15 Sommer waren seither ins Land gezogen und aus dem kleinen schmächtigen Jungen wurde ein stattlicher junger Nachtelfen Mann.

Es war ein sonniger Morgen in Darnassus, ein ganz besonderer Tag sollte heute sein, denn es war der 16. Geburtstag des Helden in spe. Dies war ein großes Ereignis, da jeder Nachtelf in seinem 16. Lebensjahr nach Aldrassil zur Aufdeckung und Ausbildung seiner speziellen Talente berufen wird. Farodîn hätte diesen Tag fast verschlafen, wäre da nicht die Waisenmatrone Atinuviel gewesen wäre. Die alte Nachtelfen Frau die bestimmt schon 60 Sommer gesehen hatte war fast zu einer Mutter für Farodîn geworden… einer sehr strengen Mutter… Sie platzte in sein Zimmer und schrie wie ein tollwütiger troll mit Hauerschmerzen: „Farodîn du elender Lump willst du nicht endlich aufwachen, weißt du nicht was heute für ein tag ist? “ Langsam regte sich der junge Mann unter der Decke war aber nicht gewillt aufzustehen. Ein folgenschwerer Fehler wie sich herausstellte, denn das versetzte Atinuviel nur noch mehr in Rage und sie brüllte: „Du willst es also auf di e harte Tour… kannste haben!“ Mit diesen Worten packte sie einen Eimer voll Wasser und schüttete ihn mit unverhohlener Schadenfreude über den immer noch Schlafenden. Dieser viel mit einem lauten Rumpeln aus seinem Bett richtete sich blitzschnell auf und rief: „ Brrrrrr ist das Kalt, ich bin ja schon wach ich bin ja schon wach!!!“ Mit schadenfrohem lächeln betrachtete die Waisenmatrone den Jungen Burschen und sagte nun zuckersüß:“ Na siehste, geht doch… Nun zieh dich an und komm zum Frühstück du musst dich beeilen…!“ Leise Flüche murmelnd ging er zu seiner kleinen Wasserschüssel mit dazugehörigem Spiegel um sich endgültig fertig zu machen. Aus dem Spiegel blickte Farodîn ein hoch gewachsener, muskulöser Nachtelf entgegen. Mit seinen langen dunkelblauen Haaren und dem bereits spriesenden rebellisch wirkenden, ebenfalls dunkelblauen Vollbart war er das genaue Gegenteil der sonst so auf Ordnung bedachten Nachtelfen.

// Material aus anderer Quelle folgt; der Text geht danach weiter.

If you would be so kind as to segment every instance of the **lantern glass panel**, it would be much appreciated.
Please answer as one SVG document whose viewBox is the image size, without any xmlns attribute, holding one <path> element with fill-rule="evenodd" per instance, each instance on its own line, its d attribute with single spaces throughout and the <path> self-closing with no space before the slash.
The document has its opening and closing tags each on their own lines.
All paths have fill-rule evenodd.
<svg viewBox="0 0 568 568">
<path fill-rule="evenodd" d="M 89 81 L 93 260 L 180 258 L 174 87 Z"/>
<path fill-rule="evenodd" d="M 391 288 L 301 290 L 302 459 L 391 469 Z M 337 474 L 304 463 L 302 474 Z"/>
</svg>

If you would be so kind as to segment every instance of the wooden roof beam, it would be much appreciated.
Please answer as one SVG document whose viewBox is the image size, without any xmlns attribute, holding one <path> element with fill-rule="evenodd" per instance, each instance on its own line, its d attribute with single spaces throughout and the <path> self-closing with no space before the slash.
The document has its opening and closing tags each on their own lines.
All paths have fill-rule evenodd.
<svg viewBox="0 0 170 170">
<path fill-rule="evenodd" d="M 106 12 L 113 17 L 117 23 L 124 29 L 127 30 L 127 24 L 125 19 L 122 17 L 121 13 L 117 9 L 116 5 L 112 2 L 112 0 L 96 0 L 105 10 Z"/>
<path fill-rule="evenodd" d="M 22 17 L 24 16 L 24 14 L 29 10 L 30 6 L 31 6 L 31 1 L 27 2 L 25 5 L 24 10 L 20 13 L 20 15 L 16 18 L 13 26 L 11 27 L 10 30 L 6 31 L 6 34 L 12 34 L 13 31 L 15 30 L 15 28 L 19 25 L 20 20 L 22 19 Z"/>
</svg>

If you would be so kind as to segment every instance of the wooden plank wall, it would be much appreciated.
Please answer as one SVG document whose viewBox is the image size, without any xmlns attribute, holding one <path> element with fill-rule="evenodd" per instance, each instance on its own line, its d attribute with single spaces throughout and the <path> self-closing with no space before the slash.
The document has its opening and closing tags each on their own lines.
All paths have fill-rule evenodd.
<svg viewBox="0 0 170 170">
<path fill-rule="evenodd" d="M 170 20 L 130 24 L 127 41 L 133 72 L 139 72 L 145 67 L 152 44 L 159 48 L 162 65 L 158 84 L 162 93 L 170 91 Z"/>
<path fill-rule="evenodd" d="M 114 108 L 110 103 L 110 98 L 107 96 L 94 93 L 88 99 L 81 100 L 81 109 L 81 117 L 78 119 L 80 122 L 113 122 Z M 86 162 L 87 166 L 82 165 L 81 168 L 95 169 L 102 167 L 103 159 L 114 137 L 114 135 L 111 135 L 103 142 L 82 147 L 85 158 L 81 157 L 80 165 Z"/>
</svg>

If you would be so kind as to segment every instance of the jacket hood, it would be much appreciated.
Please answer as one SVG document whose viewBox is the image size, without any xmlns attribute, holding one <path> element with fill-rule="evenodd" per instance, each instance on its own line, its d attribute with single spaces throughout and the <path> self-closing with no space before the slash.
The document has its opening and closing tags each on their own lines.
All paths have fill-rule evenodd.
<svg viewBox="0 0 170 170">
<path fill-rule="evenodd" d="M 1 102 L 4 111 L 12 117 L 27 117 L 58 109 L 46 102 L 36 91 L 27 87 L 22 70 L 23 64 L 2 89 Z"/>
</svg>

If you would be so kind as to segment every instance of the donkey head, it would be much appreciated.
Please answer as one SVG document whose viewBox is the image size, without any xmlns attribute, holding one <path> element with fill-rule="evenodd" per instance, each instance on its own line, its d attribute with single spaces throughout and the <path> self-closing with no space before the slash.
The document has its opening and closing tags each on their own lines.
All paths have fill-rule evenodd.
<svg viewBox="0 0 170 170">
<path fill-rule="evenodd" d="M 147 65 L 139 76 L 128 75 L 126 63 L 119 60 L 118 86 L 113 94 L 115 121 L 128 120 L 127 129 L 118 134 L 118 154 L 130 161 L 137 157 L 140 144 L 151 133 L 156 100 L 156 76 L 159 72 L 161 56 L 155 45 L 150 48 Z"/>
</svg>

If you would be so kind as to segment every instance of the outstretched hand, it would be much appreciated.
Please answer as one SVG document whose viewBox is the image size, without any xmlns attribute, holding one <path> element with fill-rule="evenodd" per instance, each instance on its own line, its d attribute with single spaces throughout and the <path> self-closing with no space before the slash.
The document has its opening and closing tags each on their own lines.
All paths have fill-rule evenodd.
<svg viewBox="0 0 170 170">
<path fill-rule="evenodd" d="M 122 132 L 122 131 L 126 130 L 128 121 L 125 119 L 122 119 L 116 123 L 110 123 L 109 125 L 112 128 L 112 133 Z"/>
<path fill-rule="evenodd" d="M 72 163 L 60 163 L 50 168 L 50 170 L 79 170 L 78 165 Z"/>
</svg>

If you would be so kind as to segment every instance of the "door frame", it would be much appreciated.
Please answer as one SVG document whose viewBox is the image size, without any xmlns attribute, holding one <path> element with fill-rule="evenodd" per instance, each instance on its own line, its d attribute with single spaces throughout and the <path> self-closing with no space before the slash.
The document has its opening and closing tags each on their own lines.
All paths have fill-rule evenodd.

Seine Lippen formten sich zu einem hämischen Grinsen und er dachte bei sich: „ Sollen sie doch den Trends nachjagen wenn sie meinen… ich bleib so wie ich bin!“. Nachdem er die Morgentoilette beendet hatte, suchte Farodîn nach seinem Lederwams den er in einer Ecke zusammengeknüllt fand und ihn sich schnell über die lila Haut zog. Der junge Elf zog sich noch schnell seine braunen Wildlederschuhe an und ging dann langsam die gewundene Treppe hinunter zum Frühstück.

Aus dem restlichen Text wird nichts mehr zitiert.